Back in March I posted "What A Real Recovery looks Like". Back then there had been plenty of positive talk in the media about President Obama's policies finally having had the desired effect in getting the economy going again. The fourth quarter GDP for 2011 (which then was the prior quarter) was 4.1% (annualized). Certainly this was a strong number which, if sustained, would signal a strong recovery indeed. That, however was not to be the case. Annualized GDP growth posted at 2% for 1st QTR, 2012 GDP followed by 1.5% in the 2nd QTR, 2012. Clearly President Obama will not see the recovery hoped for in time for the election in November.
In the previous post I had compared the Reagan recovery to the Obama recovery for two reasons. First, both Presidents inherited an economic mess with very sharp downturns. Secondly, each President took a very different approach to the recovery making for an interesting comparison. I make this comparison not to make a political point. This is, after all, an economic blog, not a political blog. But contrasting the two, I believe, yields some interesting insights.
You may recall that in March I compared the labor participation rates of the two recoveries. In a strong recovery we would expect to see the participation rate increase while unemployment decreases.
From my previous post:
Below I present two graphs. One is from the 1980's when we clearly had strong GDP and job growth. The other is our current environment. Keep in mind that we currently have a declining unemployment rate. The question is what does it mean in light of the labor participation rate.
As you can see, during the 1980's people entered the labor force as jobs became widely available.
In this recent graph we can see that even as unemployment has declined, so too has the labor participation rate.
The graph below shows the inverse relationship between unemployment and the labor participation rate:
The Wall Street Journal examined this same comparison July 28th, 2012 and noted:
The reality is that the Great Recession ended three long years ago. In this Less Than Great Recovery, the economy shows promise for one good quarter then slows back down. As the nearby chart shows, this is the third straight year of sputtering recovery. Growth of 4.1% in the fourth quarter declined to 2% in the first and now 1.5% in the second. The stock market rose as investors bet that the lousy growth will inspire more Federal Reserve easing.
They also note:
It's important to understand how unusual this kind of weak recovery is. Deep recessions like the one from December 2007 to June 2009 are typically followed by stronger recoveries, as there is more lost ground to make up.

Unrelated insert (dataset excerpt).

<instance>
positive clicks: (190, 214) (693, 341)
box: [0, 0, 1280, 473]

The most recent comparable recession occurred in 1981-1982. Yet as the nearby chart shows, the Reagan expansion exploded with a 9.3% quarter and kept up a robust pace for years. By the 12th quarter of expansion, growth popped up to 6.4.%. At this stage of the Reagan expansion, overall GDP was 18.5% higher versus 6.7% for the Obama recovery, according to Congress's Joint Economic Committee.
Another comparison is the actual job numbers themselves. Reagan had a double dip recession in his first term with negative job numbers soon after his election. It took nearly two years before he went from negative job numbers back to positive job creation, but when it did, it posted a massive 1,114,000 new jobs in September 1983 alone! Certainly an amazing achievement. From that point on job creation numbers in the 100's, 200's and 300's thousands.

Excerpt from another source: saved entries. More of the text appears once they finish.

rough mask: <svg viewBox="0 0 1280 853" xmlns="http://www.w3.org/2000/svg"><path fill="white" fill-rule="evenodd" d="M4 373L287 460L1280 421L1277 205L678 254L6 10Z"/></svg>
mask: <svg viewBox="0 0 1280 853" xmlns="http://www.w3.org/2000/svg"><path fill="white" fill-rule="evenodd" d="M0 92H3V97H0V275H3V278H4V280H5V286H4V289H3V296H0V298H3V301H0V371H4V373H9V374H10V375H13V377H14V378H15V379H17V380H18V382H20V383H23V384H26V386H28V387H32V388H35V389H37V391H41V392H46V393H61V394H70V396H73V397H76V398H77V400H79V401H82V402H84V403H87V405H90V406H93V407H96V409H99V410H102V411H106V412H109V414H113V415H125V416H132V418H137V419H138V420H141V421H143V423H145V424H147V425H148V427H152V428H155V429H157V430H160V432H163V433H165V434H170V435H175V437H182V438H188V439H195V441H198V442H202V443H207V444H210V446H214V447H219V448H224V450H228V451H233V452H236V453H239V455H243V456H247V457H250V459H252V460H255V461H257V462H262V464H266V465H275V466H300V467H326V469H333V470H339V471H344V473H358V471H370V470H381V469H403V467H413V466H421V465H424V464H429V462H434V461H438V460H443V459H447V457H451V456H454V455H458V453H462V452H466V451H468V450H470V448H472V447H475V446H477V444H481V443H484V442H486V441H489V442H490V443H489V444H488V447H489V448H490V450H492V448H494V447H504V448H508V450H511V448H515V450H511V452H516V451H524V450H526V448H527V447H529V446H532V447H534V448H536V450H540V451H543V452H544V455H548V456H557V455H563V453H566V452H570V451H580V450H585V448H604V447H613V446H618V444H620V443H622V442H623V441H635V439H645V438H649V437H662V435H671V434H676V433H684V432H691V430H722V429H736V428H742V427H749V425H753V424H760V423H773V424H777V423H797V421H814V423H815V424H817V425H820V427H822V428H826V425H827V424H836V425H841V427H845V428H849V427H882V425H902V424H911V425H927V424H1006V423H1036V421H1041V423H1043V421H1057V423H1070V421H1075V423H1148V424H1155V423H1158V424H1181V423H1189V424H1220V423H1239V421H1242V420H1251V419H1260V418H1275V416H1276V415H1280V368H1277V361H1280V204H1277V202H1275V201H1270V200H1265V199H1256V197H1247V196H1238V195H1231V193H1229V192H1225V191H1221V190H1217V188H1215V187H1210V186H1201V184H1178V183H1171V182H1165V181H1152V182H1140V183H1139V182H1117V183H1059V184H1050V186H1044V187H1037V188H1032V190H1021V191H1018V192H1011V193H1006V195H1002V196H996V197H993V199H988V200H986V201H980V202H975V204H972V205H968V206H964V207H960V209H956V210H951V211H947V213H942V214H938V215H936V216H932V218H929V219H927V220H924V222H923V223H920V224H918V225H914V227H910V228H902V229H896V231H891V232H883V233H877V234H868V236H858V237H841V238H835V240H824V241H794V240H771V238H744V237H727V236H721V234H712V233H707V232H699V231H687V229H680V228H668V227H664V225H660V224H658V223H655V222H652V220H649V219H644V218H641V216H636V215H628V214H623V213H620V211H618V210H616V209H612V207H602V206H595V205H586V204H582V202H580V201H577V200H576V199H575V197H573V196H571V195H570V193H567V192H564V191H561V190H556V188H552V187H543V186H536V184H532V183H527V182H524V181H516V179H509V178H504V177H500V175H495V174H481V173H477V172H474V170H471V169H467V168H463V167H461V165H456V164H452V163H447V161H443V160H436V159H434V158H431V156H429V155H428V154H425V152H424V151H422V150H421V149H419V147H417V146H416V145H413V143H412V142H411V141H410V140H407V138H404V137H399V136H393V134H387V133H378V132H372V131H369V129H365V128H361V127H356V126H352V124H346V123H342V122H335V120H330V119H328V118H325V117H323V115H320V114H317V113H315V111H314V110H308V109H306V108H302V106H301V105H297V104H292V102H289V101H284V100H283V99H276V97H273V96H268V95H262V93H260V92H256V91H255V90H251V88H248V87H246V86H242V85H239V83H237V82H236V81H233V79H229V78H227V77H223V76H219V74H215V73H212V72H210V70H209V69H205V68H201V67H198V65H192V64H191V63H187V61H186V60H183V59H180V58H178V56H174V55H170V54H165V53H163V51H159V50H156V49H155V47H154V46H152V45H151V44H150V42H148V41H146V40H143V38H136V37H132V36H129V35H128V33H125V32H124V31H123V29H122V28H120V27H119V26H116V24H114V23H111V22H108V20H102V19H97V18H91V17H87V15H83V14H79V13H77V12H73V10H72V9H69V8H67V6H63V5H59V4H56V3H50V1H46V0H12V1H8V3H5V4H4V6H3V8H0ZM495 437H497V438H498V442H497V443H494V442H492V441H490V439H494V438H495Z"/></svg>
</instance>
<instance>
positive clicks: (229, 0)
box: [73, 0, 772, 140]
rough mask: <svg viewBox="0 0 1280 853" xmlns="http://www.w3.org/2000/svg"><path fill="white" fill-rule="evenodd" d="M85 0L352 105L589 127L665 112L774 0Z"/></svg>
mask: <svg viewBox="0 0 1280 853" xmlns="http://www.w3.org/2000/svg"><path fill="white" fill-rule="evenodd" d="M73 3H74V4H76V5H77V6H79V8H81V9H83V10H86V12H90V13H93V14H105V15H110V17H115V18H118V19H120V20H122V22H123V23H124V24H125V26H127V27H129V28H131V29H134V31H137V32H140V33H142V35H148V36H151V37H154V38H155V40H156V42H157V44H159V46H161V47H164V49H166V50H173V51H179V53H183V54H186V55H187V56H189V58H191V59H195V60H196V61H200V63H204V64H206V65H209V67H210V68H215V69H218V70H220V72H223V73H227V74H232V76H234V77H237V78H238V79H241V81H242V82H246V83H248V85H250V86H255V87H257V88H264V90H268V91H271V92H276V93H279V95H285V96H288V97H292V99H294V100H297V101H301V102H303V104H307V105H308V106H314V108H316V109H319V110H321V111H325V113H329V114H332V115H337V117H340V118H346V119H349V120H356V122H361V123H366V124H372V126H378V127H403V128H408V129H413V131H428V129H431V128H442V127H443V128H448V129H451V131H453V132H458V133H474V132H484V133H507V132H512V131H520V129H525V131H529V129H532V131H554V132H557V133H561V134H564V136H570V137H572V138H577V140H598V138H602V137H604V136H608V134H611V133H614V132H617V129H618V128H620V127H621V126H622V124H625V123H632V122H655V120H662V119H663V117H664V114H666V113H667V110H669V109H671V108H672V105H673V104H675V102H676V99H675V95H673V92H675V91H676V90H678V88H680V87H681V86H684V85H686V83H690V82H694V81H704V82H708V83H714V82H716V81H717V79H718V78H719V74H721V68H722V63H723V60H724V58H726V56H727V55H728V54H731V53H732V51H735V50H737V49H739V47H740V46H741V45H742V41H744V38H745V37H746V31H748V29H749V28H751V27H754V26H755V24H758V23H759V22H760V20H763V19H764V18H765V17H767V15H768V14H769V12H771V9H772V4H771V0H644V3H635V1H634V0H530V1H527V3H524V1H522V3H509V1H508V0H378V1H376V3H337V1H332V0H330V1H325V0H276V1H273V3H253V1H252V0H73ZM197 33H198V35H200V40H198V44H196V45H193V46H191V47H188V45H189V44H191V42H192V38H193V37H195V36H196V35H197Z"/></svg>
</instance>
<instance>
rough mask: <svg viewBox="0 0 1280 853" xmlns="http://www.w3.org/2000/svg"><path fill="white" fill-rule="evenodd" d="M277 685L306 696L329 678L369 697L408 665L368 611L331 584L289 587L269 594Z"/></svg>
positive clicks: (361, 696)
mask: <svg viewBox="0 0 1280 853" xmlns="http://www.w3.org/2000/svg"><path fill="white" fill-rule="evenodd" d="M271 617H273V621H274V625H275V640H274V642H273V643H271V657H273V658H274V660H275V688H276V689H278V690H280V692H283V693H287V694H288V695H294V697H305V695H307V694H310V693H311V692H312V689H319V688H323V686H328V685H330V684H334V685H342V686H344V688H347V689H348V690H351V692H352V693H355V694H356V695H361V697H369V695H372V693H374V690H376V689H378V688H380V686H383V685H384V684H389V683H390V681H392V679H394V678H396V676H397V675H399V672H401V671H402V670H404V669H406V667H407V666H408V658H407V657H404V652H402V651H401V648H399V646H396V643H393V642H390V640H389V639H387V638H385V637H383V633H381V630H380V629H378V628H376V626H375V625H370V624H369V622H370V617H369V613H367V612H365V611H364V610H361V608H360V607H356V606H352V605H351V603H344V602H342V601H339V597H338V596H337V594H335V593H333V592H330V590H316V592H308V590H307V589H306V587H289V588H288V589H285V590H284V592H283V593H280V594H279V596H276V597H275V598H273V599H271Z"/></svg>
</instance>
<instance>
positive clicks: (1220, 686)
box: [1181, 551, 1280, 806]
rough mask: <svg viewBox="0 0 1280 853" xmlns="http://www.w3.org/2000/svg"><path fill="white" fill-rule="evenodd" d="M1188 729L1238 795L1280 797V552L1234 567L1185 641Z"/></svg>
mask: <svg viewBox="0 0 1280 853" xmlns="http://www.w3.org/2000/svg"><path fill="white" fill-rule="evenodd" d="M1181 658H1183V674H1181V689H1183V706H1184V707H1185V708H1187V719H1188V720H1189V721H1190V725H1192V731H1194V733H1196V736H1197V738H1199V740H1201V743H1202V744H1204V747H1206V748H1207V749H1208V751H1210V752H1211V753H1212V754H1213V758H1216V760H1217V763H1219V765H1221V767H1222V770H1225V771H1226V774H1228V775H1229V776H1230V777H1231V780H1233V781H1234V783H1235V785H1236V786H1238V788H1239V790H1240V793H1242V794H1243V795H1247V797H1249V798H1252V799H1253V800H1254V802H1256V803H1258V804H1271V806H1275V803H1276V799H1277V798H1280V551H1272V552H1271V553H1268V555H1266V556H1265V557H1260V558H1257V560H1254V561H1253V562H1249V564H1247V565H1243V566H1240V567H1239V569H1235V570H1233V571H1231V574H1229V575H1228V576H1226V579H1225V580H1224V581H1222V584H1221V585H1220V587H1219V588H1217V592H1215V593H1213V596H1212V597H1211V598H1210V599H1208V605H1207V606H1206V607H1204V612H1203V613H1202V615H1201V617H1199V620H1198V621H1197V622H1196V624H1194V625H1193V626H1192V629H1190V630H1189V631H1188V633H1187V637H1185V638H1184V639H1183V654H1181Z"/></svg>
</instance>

That same period in Obama's term in September of his third year produced 202k jobs but has been declining since and has been an anemic 75k average over the past three months.
When one considers that 30 years ago when Reagan was President, both the population and the size of the economy were smaller, the contrast looks even worse.
And lastly, consider this, the New York Times estimates we need to be creating 150k jobs a month just to keep up with normal population growth.
Of course, there are other differences as well between the two eras. The Federal Reserve policies were remarkably different. In a future post I hope to show how the Federal Reserve's current policies are making Obama's job much more difficult than they were under Reagan in a way that may seem contrary to traditional economic thought. But that is a post for another day.